Deadline voor aanmelding voor onderstaande Focus Groepen: 3 april 2018
'New feed for pigs and poultry' - First meeting: 7-8 June 2018
The pig and poultry sectors use substantial amounts of compound feed and this is what largely defines their environmental footprint. Importing feed from elsewhere leads to nutrient imbalances. Producing feed alongside food and biofuels can also lead to competition for land, sometimes at the expense of natural habitats. Applying the principles of the circular economy to feed production chains could potentially mitigate some of these impacts.
There are many opportunities to produce alternative, high quality feed products. This includes, but is not limited to: use of waste food products for feed, appropriate by-products from non-food industries, or unusual sources such as algae production, microbial biomass and insect based alternatives. The Focus Group will look at on-farm and off-farm production, as well as large-scale centralised and smaller-scale decentralised processing systems. Several of these alternatives could offer promising solutions to increase the circularity of livestock production systems and reduce their environmental impact. The actual benefit from those potential solutions would need to be evaluated thanks to advanced life-cycle analysis methodologies.
Focus Group: 'Protecting fruit production from frost damage' - First meeting: 27-28 June 2018
Despite rapid technological advances, open field agriculture remains highly dependent on weather and climate. Climate change is already affecting fruit productivity, and this is expected to become worse. As a result, frost damage has become more and more frequent in recent decades and this is increasingly causing economic losses in agricultural production. The main reason is the occurrence of very low temperature episodes out of the normal season, decreasing the effectiveness of traditional methods to cope with frost. When air temperatures fall below 0°C, frost damage can occur in all plants, but the mechanisms and types of damage vary considerably. Frost damage may affect the entire plant or only a small part of the plant tissue, impairing the yield or product quality.

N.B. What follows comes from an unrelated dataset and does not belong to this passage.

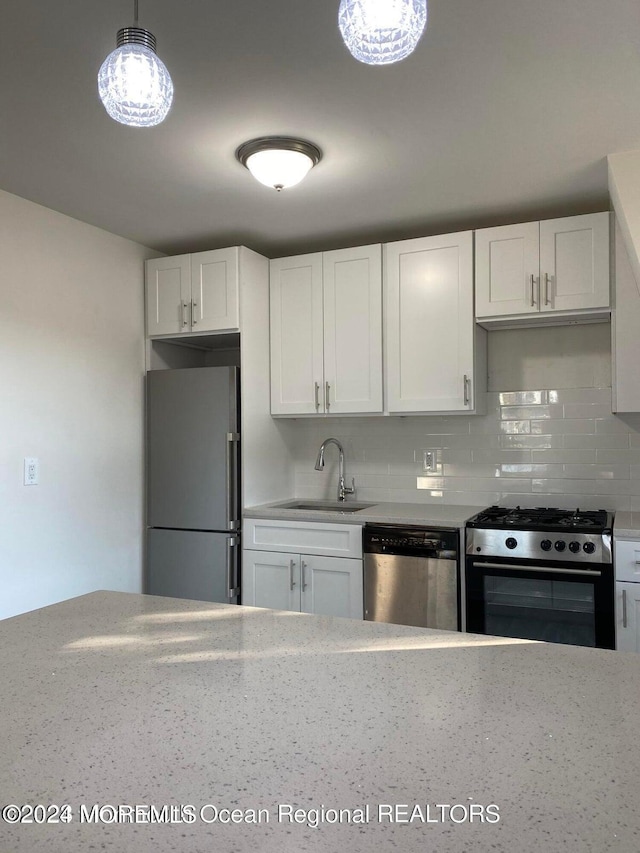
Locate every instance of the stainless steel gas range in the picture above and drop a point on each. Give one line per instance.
(541, 574)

There are a number of existing active and passive frost protection methods (data, tools, knowledge and technologies) available to farmers, researchers and planners to cope with a variety of weather and climate-related problems in fruit production. However, choosing the protection method which is the most cost-effective depends on local risk of frost as well as other factors. The Focus Group will look at examples of good practices and technologies and how these can be transferred to other situations to benefit the wider sector, paying special attention to approaches related to mitigation and adaptation to climate change. It will also look at opportunities and barriers, identify knowledge gaps, and propose areas for future research.
Focus Group: 'Reducing food loss on the farm' - First meeting: 12-13 September 2018
Around 88 million tonnes of food are wasted annually in the EU, with associated costs estimated at 143 billion euros. For the primary production sector, the total amount of food waste was estimated to be 9 million tonnes (± 2 million tonnes) in 2012. This corresponds to 18 kilograms per person per year (± 3 kg / person / year) and to an average of 10 kg for every tonne of food produced, meaning a rate of 1 percent. These figures are based on findings of the EU-funded project FUSIONS (Food Use for Social Innovation by Optimising Waste Prevention Strategies) which was funded by the EU 7th Framework programme.
The EU and Member States are committed to halving per capita food waste at the retail and consumer level by 2030 and reducing food losses along the food production and supply chains (Sustainable Development Goals, September 2015). Food waste prevention is an integral part of the Commission's new Circular Economy Package to stimulate Europe's transition towards a circular economy which will boost global competitiveness, foster sustainable growth and generate new jobs.
All actors in the food chain have a role to play in preventing and reducing food waste, from those who produce and process foods (farmers, food manufacturers and processors) to those who make foods available for consumption (hospitality sector, retailers) and ultimately consumers themselves. Food loss at the early production stage on the farm is a key step in this chain, with production techniques and transformation on the farm generating losses and by-products that can be re-introduced in the food chain or given value through non-food value chains.
This EIP-AGRI Focus Group will concentrate on the on-farm practices and technologies that have a potential to limit the loss of plant food products, such as cereals, olives and fruit and vegetables, in the European Union and that can provide inspiration for Operational Groups supported under the Rural Development Programmes and for other innovative projects.